As anyone who has ever heard me talk about teaching would know, I love the babies and the littles. So to my delight last Wednesday I got to spend the morning in the nursery at Debvari school, not so much teaching the children (as my Nepali is currently limited to ‘hello,’ ‘thank you,’ and ‘honeybee’) but playing with them. This was to hopefully give their teacher some ideas about teaching engaging lessons such as using cards to get the children talking, using construction cubes to identify colours and strengthen fine motor skills, teaching them a song, and pretending to be different animals. We finally unleashed all mayhem on the class when Saran whipped out some balloons. In all honesty we lost them at that point, so we let them run riot and trample us chasing balloons around the tiny classroom.

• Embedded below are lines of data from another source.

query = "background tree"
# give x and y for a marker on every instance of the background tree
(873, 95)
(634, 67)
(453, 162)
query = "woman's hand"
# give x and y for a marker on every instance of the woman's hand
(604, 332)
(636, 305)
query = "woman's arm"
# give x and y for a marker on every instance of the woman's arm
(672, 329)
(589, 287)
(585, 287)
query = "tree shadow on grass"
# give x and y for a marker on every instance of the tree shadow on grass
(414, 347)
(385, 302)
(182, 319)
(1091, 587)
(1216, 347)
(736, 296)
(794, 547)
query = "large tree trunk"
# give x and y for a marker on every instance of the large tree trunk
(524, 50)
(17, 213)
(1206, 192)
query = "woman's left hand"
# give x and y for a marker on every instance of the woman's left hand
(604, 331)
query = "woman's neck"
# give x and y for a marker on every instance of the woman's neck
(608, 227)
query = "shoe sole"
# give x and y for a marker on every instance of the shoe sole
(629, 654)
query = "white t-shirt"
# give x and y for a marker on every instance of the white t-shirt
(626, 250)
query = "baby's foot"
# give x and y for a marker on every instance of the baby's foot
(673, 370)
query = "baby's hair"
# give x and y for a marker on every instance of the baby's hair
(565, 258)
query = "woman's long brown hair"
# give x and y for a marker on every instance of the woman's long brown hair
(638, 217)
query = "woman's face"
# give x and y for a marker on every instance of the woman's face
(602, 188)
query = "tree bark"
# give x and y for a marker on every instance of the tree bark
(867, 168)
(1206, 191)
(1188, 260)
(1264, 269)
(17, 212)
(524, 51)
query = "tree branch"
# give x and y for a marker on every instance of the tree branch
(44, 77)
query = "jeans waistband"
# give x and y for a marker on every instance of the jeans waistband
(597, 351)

After this, I asked via Saran if she could teach so I could get a feel for how the nursery is run. After a few fast words in Nepali, the children all cracked out their copy books and started furiously writing down the English alphabet, some from memory, most peering at the paintings on the wall to help them. There was some definite resentment about putting the balloons away. Needless to say the teaching methods here are very different to those in British nurseries.

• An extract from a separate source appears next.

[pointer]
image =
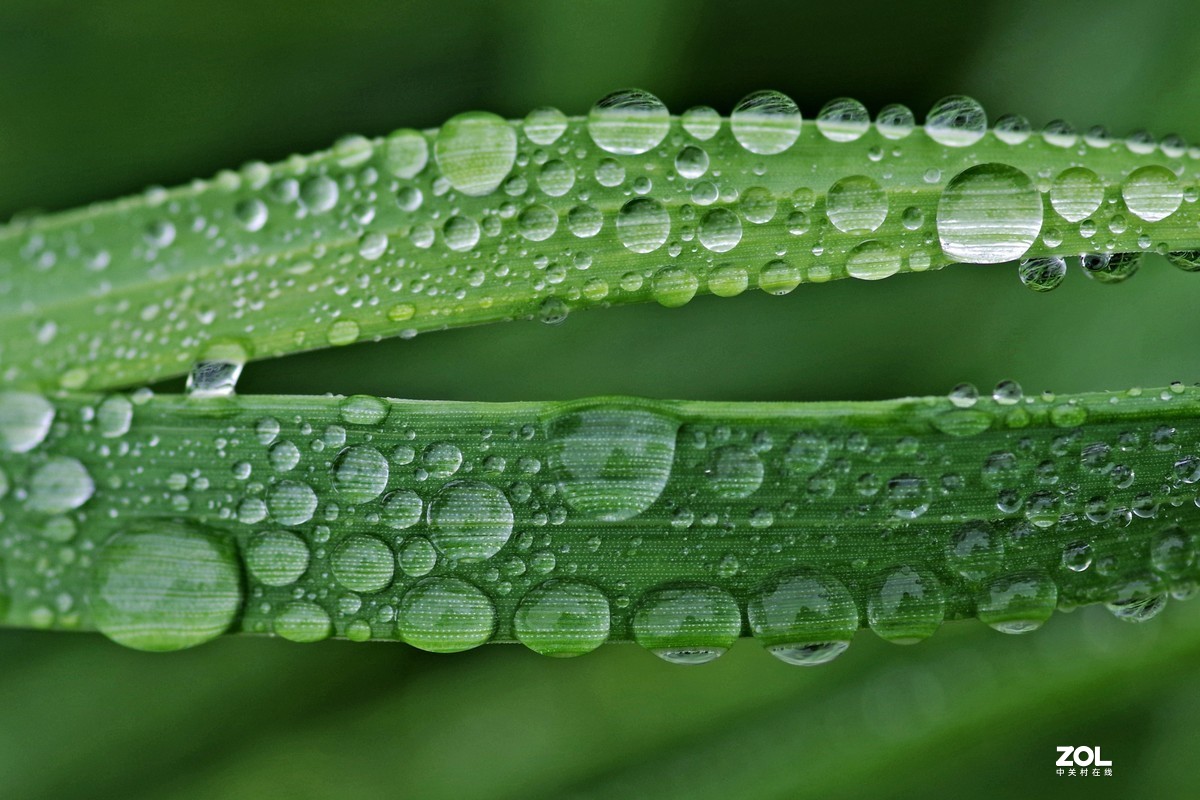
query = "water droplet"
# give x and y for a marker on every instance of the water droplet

We went to visit Papaldanda the next day with armfuls of books to work with the children in the nursery. Barbara and I aped around making fools of ourselves to the hysteria of the children, and showing the teachers how to use resources to count, talk about colour, and doing lots of work with an alphabet foam mat. We watched some lessons in the afternoon, and I was fascinated to see the teacher’s toddler following her around the class. At one point he climbed on top of a desk and other than scooping him back onto the floor, both she and the students completely ignored him. Barbara tells me that it’s very common to take your children to school with you, especially in the village schools.


More teacher training on Friday, we went back to Debvari to work with the nursery, class one and class two teachers. I talked about using lots of different activities to break up the day, and we gave them a table of ideas to use. The three teachers were brilliant, taking on our ideas, and then we went down to a classroom show them what we were talking about, playing with balloons, alphabet shapes, and jigsaws. I gave the performance of my life when I read The Very Hungry Caterpillar to a large crowd of children and teachers with as much gusto as I could muster. I’ll be expecting that Oscar any day now. The schools have now broken up for Deshain, the Hindu equivalent of Christmas, some for as long as a month, some for a couple of weeks.

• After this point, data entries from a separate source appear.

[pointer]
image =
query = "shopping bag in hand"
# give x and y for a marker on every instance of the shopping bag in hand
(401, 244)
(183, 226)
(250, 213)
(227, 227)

Barbara, Janaki and I have big plans for a trip to Pokhara, and I must confess I’m looking forward for a few days of downtime. We’ve had such an intense few weeks with school visits, training, not to mention settling into a new country, and I’m feeling particularly sluggish because I’m definitely not drinking enough. I can practically hear my mother recoiling in horror at that last sentence. I keep being woken up in the night by the sounds of bugs hurling themselves at my window, and the spiders here are bigger than my hand – I physically shudder each time I see one hanging in the middle of its enormous web.


Oh, and this week, after giving a lot of big talk at dinner one night that I ‘never get bitten,’ I have been chewed to death by some particularly mean spirited mosquitoes. That’ll serve me right. It’s like that time at Delhi airport when I blithely said, ‘Oh we’ve had such an easy journey so far!’ Only to be sent packing to Kolkata on our doomed flight to Kathmandu.